A 150-year-old bottle of alcohol may no longer be a mystery, as researchers now believe it contains alcoholic apple cider.

The bottle, produced between 1870 and 1890, was found this past summer at an archaeological site in Alta, Utah, a former mining town turned ski resort.

Ian Wright, an archaeologist with the Utah State Historic Preservation Office, shared his excitement on Facebook: 

“Utah’s Wild West in a bottle! A rare 150-year-old full bottle of alcohol was unearthed in Alta - the only intact historic spirit found in a Utah archaeological site - and local preservationists and distillers are exploring what it can teach us about life in the past.”

People ski at Alta Ski Area in Little Cottonwood Canyon in the Wasatch Mountains on February 08, 2026 in Alta, Utah.
People ski at Alta Ski Area in Little Cottonwood Canyon in the Wasatch Mountains on February 08, 2026 in Alta, Utah. (credit: Mario Tama/Getty Images)

Wright later spoke with a local newspaper, where he emphasized the rarity of the artifact

“We rarely find a bottle with a cork at all. Or if we do find one, the corks shriveled up and shrunk inside of it.

“This bottle just kind of rolled down the hill. When they picked it up, it was still full. It still had a cork in it. We realized, ‘Oh my gosh, this is a real treasure,’” said Wright.

Analysis of the bottle's contents

The bottle was later delivered to High West Distillery in Park City, which, when it was founded in 2006, became the first legal distillery in Utah since the 1870s.

Experts began investigating the liquid in the container, taking a sip of it.

According to Fox 13, Tara Lindly, director of sensory and product development at High West, described her initial scent as an “oxidized fruit note.”

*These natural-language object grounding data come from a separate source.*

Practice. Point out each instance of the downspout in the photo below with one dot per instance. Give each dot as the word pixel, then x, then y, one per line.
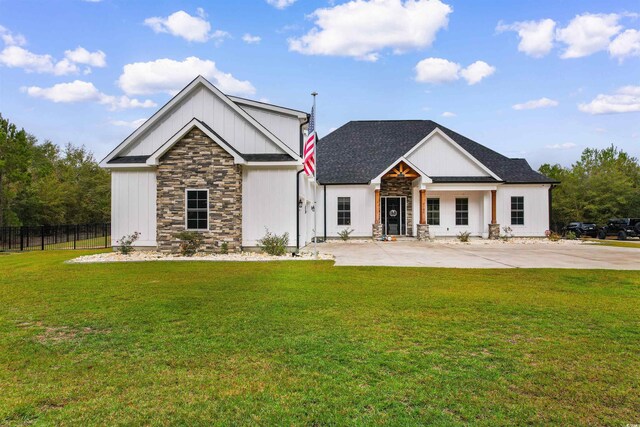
pixel 324 215
pixel 298 188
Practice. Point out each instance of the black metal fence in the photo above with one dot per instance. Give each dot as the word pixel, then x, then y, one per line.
pixel 47 237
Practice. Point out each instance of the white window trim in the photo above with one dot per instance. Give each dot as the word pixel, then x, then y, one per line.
pixel 524 218
pixel 186 209
pixel 338 211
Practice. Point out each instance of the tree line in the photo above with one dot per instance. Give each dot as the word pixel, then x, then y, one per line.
pixel 602 184
pixel 42 184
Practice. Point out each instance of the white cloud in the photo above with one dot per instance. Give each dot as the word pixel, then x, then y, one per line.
pixel 18 57
pixel 169 76
pixel 134 124
pixel 536 103
pixel 11 39
pixel 625 45
pixel 536 37
pixel 477 71
pixel 361 29
pixel 248 38
pixel 624 100
pixel 439 70
pixel 281 4
pixel 181 24
pixel 588 33
pixel 81 91
pixel 81 55
pixel 565 146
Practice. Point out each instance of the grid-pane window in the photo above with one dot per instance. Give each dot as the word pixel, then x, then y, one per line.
pixel 197 209
pixel 344 210
pixel 462 211
pixel 517 210
pixel 433 211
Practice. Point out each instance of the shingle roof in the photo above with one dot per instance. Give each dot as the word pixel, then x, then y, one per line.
pixel 359 151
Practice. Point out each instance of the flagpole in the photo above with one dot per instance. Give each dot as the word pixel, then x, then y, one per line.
pixel 315 186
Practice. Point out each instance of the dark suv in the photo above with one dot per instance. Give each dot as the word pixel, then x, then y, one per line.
pixel 621 227
pixel 581 229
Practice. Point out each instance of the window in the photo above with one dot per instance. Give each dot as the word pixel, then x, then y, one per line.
pixel 344 210
pixel 433 211
pixel 517 210
pixel 462 211
pixel 197 209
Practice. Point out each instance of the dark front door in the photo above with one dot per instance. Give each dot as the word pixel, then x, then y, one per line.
pixel 393 215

Isaac Winter, head of distilling at High West, reinforced Lindly’s sentiments and found the drink to be “fruity.”

“It tastes sort of like a Fino Sherry, like there’s some kind of oxidized fruit notes, some raisins, some honey notes, but it’s low ABV,”  Winter said.

He continues: "There's a little bit of leather. There's quite a bit of age on it."

Recent lab results of the liquid suggest an apple cider. Though researchers say the results are not fully conclusive, Winter described them as “really exciting” during an interview with Fox 13.

"We saw a couple of esters [organic compounds] that would suggest the base was apples," he said.

The liquid will now undergo a series of tests at a third-party lab to verify whether the bottle contains apple-specific compounds, such as malic acid, and to determine the drink's alcohol content.

Once further tests are undergone, the High West Distillery team is looking to replicate the drink, and is "exploring different options to work with labs on plating this out."

"There's probably a whole mess of different microbes in there - bacteria, yeast.

"We need it to, you know, be able to eat sugar and create alcohol and CO2. We also want it to taste good at the end of the day," Winter said.